Last week activist investor Starboard delivered a public letter rebuking the company for what it perceives as under performance. Today the firm, which owns 8% of Box stock, making it the company’s largest stock holder, took it a step further with an official slate of four candidates it will be putting up at the next stockholder’s meeting.
While the company rehashed many of the same complaints as in last week’s letter, this week’s explicitly stated its intent to run its own slate of candidates for the Box board. “Therefore, in accordance with the Company’s governance deadlines and in order to preserve our rights as stockholders, we have delivered a formal notice to Box nominating four highly qualified director candidates (the “Nominees”) for election to the Board at the Annual Meeting,” Starboard wrote in a public letter to Box.
Box responded in a press release that the Board as currently constituted categorically rejects this attempt by Starboard to take over additional seats.
“The Box Board of Directors does not believe the changes to the Board proposed by Starboard are warranted or in the best interests of all stockholders. The Box Board has been consistently responsive to feedback from all of its stockholders, including suggestions from Starboard, and open-minded toward all value enhancing opportunities. Furthermore, Starboard’s statements do not accurately depict the progress Box has made,” the Board wrote in a statement this morning.
Box further points out that the company overhauled the Board last year with three new board members specifically receiving Starboard approval.
What is driving Starboard to take this action? Like any good activist investor it wants a higher stock price and is seeking for more growth from Box. Activist investors often come in and try to extract value by brute force when they perceive the company is under performing. The end game were they successful could involve removing Levie as CEO or more likely selling the company and grabbing its profit on the way out.
Box asserted that “Starboard’s statements do not accurately depict the progress Box has made,” highlighting some of its recent financial performance including “a $127 million increase in free cash flow in fiscal 2021.” The former private-market darling also argued that its fiscal 2021 “revenue growth rate plus free cash flow margin [came to more than] 26%,” which beat its own target of 25% and was “nearly double” what it managed in its fiscal 2020.
This is a good time for a ‘yes, but‘: Yes, but Box’s ability to improve its profitability does not change the fact that its growth rate has been in steady decline for years. And while a company’s growth rate can cover nearly any sin, slowing growth that has already slipped into the single digits doesn’t cut Box much slack. (For reference, in its most recent quarter, the fourth of its fiscal 2021, Box grew just 8% on a year-over-year basis.)
It’s worth noting that the company did promise “accelerated growth and higher operating margins in the years ahead” in its most recent earnings call, but the company’s recent $500 million investment from KKR particularly irked Starboard, which asserts that it was akin to ‘buying the vote.’

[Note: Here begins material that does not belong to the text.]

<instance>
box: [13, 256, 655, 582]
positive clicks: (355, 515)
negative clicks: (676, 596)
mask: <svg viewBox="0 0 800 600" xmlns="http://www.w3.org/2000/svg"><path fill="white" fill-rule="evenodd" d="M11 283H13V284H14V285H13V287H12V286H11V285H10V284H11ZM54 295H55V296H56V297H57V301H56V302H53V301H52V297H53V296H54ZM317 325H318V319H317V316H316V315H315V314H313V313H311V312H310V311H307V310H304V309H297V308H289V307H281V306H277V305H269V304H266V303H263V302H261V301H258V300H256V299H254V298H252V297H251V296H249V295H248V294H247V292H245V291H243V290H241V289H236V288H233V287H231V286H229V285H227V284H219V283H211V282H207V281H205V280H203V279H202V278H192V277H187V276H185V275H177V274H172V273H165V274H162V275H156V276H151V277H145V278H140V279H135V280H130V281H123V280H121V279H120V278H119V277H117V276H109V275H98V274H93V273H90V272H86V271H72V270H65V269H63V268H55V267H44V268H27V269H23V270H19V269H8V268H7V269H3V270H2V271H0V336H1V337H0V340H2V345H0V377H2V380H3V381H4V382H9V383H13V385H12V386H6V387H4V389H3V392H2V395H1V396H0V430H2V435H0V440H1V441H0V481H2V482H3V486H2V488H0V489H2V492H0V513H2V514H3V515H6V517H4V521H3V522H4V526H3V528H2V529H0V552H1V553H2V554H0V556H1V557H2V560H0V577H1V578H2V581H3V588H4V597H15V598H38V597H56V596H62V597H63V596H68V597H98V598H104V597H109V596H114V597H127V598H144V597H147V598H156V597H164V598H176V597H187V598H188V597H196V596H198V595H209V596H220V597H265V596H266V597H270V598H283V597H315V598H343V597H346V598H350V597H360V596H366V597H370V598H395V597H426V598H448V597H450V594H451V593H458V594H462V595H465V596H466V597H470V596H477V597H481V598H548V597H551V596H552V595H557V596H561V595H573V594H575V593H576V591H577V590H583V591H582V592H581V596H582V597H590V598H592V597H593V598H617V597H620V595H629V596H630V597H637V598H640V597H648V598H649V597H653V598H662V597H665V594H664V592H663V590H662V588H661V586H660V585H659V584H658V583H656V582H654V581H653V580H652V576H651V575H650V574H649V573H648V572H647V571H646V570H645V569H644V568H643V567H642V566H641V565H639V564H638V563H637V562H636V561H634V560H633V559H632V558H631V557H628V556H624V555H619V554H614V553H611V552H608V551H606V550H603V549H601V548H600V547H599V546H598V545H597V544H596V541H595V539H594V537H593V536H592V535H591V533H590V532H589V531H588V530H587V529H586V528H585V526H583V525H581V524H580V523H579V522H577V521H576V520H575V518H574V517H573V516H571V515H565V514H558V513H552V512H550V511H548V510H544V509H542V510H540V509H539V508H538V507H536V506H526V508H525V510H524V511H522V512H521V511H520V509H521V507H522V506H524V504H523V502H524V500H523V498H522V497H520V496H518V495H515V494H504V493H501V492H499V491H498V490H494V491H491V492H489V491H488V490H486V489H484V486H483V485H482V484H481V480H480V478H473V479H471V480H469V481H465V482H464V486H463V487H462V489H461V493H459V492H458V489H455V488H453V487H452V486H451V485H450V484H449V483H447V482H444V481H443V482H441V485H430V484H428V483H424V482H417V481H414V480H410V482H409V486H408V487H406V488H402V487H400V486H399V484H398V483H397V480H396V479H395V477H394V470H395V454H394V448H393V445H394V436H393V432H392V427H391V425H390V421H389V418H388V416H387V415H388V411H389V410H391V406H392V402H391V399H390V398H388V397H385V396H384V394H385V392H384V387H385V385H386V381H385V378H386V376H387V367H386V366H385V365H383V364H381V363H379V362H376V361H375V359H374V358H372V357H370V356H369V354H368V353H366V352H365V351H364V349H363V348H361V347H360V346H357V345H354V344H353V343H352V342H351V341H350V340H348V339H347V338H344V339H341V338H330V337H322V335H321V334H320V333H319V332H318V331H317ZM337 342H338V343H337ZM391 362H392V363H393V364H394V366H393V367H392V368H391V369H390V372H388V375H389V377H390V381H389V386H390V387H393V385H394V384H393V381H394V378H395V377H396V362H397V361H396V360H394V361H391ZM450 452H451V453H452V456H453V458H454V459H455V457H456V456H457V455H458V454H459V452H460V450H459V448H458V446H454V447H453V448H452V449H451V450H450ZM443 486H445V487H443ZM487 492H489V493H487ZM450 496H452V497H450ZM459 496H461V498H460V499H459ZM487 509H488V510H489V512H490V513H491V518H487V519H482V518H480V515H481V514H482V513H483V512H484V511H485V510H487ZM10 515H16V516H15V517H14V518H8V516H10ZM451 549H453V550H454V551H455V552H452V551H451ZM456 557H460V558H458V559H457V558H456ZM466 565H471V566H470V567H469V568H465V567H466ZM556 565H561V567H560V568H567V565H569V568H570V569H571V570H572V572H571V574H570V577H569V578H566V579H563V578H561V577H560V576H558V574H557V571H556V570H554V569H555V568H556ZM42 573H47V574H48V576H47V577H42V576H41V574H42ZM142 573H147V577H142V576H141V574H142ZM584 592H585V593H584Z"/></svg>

“[Box] made several poor capital allocation decisions, including its recent entry into a financing transaction that we believe serves no business purpose and was done in the face of a potential election contest with Starboard at the 2021 Annual Meeting of Stockholders.”
Now it’s becoming a battle over more board seats. Box is putting up Levie, Verisign CFO Dana Evan and Peter Leav, Chief Executive Officer of McAfee and former Chief Executive Officer of BMC.
Starboard nominees include Deborah S. Conrad, former executive at Intel; Peter A. Feld, Starboard’s head of research; John R. McCormack, former CEO of WebSense and Xavier D. Williams, a director of American Virtual Cloud Technologies.
The vote will take place at the Box stockholder’s meeting, which has traditionally been held in late June or early July. To this point, the company has not put out the exact date publicly.